President Obama created more jobs than Steve Jobs' Apple
There's no doubt that Apple is doing far better than the U.S. economy as a whole. But that doesn't mean Steve Jobs had a better jobs record than President Barack Obama. In the Republican's response to the president's State of the Union address, Gov. Mitch Daniels (R-IN) proclaimed that Apple has created more jobs than President Obama's job creation program did. The only problem with that nice play on the Apple founder's name is that Daniels' math just doesn't add up. Not even close.

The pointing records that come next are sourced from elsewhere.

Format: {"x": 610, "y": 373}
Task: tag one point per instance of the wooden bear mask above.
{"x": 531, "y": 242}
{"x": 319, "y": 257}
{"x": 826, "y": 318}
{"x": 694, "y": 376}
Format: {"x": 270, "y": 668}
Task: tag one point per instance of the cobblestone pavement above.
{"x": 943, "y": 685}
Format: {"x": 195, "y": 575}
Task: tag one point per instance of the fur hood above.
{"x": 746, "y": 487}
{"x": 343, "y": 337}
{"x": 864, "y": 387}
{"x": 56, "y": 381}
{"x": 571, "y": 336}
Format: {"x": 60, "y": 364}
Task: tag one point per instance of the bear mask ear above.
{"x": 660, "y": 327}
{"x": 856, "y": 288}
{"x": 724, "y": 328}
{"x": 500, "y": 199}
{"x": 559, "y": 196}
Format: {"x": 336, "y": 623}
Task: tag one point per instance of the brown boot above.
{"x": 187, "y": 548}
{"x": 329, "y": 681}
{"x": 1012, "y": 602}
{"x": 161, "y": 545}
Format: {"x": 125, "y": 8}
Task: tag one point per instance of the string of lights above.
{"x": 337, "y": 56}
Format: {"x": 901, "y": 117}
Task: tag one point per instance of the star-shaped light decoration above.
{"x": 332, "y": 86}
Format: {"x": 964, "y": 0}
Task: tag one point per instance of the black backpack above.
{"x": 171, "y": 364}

- Apple's latest filing shows the company had about 60,400 full-time employees and 2,900 temporary and contract workers. About two-thirds of those jobs are in the United States. And most of those Apple employees are not high-paid engineering or manufacturing jobs -- 36,000 are in company's retail division.
- Jobs also founded animation studio Pixar, which he sold to Disney in 2006. It had 850 employees at the end of its last year as an independent company.
- But estimates of jobs created by the $787 billion 2009 stimulus act show that Obama's stimulus program helped many more people become gainfully employed than did Apple. The nonpartisan Congressional Budget Office estimates that the stimulus act passed in February 2009 saved or created at least 1.4 million jobs. And a separate study by Mark Zandi, chief economist of Moody's Analytics and an advisor to John McCain's presidential campaign, and Alan Blinder, a former Federal Reserve vice chairman and advisor to President Clinton, estimates that the stimulus act created about 2.7 million jobs.
- According to a study by the Center for Automotive Research (CAR) a Michigan think tank, the bailouts of General Motors and Chrysler Group saved 1.5 million jobs.